Carrière politique et déontologie

Salomé Saqué : pantouflage au sommet de l'État

Illustration : Marie Casaÿs

Après des débuts au Monde diplomatique et à France 24, Salomé Saqué acquiert une certaine notoriété pour sa couverture du mouvement des Gilets jaunes pour le média en ligne Le Vent se lève (LVSL). Spécialisée dans les questions économiques, elle rejoint Blast, le site d’information lancé en 2021 par Denis Robert. Elle est également chroniqueuse régulière dans l’émission « 28 minutes » sur Arte et « Ça vous regarde » sur LCP. Elle tient cette chronique pour Socialter.

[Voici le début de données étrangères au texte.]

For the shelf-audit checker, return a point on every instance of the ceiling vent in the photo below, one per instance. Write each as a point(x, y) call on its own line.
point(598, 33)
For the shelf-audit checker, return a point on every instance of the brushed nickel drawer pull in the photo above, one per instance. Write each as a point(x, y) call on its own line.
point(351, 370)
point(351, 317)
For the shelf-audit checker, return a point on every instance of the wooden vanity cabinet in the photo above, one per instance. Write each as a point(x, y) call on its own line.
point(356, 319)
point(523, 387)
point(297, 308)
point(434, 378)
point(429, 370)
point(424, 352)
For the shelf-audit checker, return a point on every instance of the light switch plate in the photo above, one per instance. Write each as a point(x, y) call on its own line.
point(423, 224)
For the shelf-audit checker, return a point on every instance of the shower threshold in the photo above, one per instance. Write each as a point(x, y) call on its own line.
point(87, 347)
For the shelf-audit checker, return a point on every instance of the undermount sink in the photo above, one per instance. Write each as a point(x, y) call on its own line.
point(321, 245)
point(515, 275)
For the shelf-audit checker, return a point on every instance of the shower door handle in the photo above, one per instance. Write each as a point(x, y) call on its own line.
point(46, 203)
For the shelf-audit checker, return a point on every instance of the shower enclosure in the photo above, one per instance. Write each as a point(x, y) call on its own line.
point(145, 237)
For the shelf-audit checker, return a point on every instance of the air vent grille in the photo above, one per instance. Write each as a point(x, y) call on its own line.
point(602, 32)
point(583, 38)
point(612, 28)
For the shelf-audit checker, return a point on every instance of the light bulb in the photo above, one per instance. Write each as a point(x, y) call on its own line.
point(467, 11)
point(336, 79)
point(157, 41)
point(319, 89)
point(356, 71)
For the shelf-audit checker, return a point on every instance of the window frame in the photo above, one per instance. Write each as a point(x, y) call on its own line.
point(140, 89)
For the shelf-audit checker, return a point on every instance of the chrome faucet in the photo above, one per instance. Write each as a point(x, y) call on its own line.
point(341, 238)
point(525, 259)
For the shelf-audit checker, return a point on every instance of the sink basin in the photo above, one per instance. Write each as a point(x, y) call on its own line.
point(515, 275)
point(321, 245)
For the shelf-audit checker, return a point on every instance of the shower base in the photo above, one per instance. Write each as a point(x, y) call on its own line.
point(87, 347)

L’annonce a surgi sur Twitter le 16 mai au petit matin : « Le Conseil d’Administration d’Hopium propose la nomination de Monsieur Jean-Baptiste Djebbari, Ministre délégué aux Transports, en qualité d’administrateur. » Hopium, c’est une société qui a l’ambi­tion de produire des véhicules à hydrogène comptant 500 chevaux sous le capot, que vous pourrez bientôt acquérir pour la modeste somme de 120 000 euros (pièce). Suite à cette annonce, l’ex-ministre, plus célèbre pour ses vidéos sur TikTok que pour son action publique, s’est attiré les foudres d’une partie des internautes qui se sont mués en archéologues numériques le temps d’une journée. Ils ont rapidement exhumé cette archive embarrassante : une vidéo de l’intéressé en visite de « courtoisie » à Hopium en septembre dernier alors qu’il est encore en fonction. Devant un coucher de soleil sublimant le véhicule aux allures futuristes, il évoque une « expérience assez dingue » grâce à un produit qui va « ouvrir une nouvelle page de l’histoire automobile française », rien que ça.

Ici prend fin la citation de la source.